SÖZCÜ EĞİTİM

Mersin’in merkez Mezitli İlçesi’ndeki Viranşehir 75’inci Yıl Ortaokulu’nda görev yapan 7 öğretmen, ‘Grup oluşturarak okulun işleyişini önlemek, müdürü itibarsızlaştırmak’ gerekçeleriyle 7 farklı okula atandı.

Yandaş sendika Eğitim-Bir-Sen’in yöneticisi Mehmet Bolkan’ın Viranşehir 75.yıl ortaokulu müdürlüğüne getirildiğine dikkat çeken Eğitim-Sen Mersin Şube Başkanı Sinan Muşlu, , “üyelerimize yönelik soruşturma, sürgün ve cezalandırma uygulamaları giderek artmaktadır” diyerek atamaların sürgün olduğunu savundu.

1 Eylül Salı günü saat 12:30’da Viranşehir 75. Yıl Ortaokulu’ndan haksiz yere sürgün edilen 7 öğretmen için Eğitim-sen yetkilileri öğretmenler veliler ve öğrenciler eşliğinde okulun önünde bir basın açıklaması yapılacak.

Başka okullara gönderilen 7 öğretmen, “Viranşehir 75. Yıl Ortaokulu’nda neler oluyor? Okulda görevli 7 Eğitim-Sen’li öğretmen neden sürgün edildi?” başlıklı ortak bir açıklama hazırladı.

7 öğretmen, Sevgi Çelik, Şükriye Uslu, Kemal Varol, Enver Göktaş, Bülent Oğuz Figen Akgün ve İhsan Yıldız’ın 7 maddelik açıklamalarında şu ifadelere yer verildi:

“TEK AMACIMIZ DAHA KALİTELİ VE DAHA İYİ BİR EĞİTİM”

1- Öğrencilerin geleceğini etkileyen önemli dönemeçlerden biri olan TEOG sınavından öğrencilerimizin başarılı olabilmeleri için hem akademik düzeyde hemde rehberlik açısından hiçbir fedakarlıktan kaçınmadık.

2-Öğrencilerimizin bilimsel bakış açılarını genişletmek amacıyla hem olimpiyatlar düzeyinde hem de projeler bazında tüm imkansızlıklara rağmen çabalarımızla onları teşvik etmeyi sürdürdük.

3- Okulumuzun fiziki olanaklarını öğrencilerimizin lehine çevirebilmek için kütüphane ve laboratuvara işlerlik kazandırdık.

4- Öğrencilerimizin maddi durumlarını ve sağlıklı beslenmelerini düşünerek kantin üzerinde denetimlerimizi hiç eksik etmedik.

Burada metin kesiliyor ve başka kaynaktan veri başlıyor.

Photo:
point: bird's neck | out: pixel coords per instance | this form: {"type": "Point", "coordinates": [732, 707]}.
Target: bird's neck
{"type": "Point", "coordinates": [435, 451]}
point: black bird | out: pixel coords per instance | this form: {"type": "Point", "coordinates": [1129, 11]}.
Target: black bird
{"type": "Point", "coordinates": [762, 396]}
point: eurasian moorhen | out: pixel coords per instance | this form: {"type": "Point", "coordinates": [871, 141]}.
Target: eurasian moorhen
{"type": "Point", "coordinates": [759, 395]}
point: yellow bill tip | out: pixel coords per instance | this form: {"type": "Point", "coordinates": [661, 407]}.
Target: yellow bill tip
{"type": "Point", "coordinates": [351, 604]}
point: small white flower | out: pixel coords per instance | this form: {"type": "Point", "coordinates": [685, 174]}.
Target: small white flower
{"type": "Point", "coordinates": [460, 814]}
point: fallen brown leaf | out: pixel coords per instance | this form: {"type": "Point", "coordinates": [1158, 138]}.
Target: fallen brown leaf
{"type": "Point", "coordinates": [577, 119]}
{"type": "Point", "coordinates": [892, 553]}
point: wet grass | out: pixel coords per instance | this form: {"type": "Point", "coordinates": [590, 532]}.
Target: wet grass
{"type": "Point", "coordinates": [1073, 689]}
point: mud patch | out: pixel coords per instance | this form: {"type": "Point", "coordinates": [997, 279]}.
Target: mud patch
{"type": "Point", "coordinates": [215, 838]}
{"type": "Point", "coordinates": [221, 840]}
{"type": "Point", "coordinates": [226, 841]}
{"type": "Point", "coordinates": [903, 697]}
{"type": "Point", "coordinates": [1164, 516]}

5- Özel ders ve dershane olanağı olmayan öğrencilerimizi düşünerek pek çok öğretmenin ders ücreti düşük diye kabul etmedikleri hafta sonu kurslarında görev almayı gönüllü olarak kabul ettik.

6- Başarılı öğrencileri doğru şekilde yönlendirerek doğru tercihler yapmalarını ve iyi liselere girmelerini sağladık.

7- Kişisel çıkarlarımızı hiç bir zaman düşünmeyerek okulda öğrencinin aleyhine olabileceğini düşündüğümüz her konuda tüm baskılara rağmen idarecilerin karşısında dimdik durduk.

Tüm bu yaptıklarımız karşılığında idareyi itibarsızlaştırma ve çalışmalarını engelleme suçlamalarına maruz kalarak sürgün edildik. Biz öğrencilerimiz için neyin doğru ve yararlı olacağını düşünüyorsak onları yaptık ve suçlandık.

Biz bugüne kadar okulumuzda idarecilik yapan tüm yöneticilere aynı bakış açısıyla, öğrenci ve eğitim merkezli olarak baktık. Çünkü gerek idareciler gerekse öğretmen olarak bizler bu kurumun geçici üyeleriyiz. Sadece aynı amacı (daha kaliteli ve iyi bir eğitim) gerçekleştirmek için görev yapmaktayız. Hiç bir siyasi görüş, hiç bir makam ya da hiçbir ideoloji öğrencinin geleceğinden, daha iyi bir eğitim hakkından önemli değildir. Bugüne kadar hep bunları savunduk ve bundan sonra da tüm baskılara rağmen savunmaya devam edeceğiz.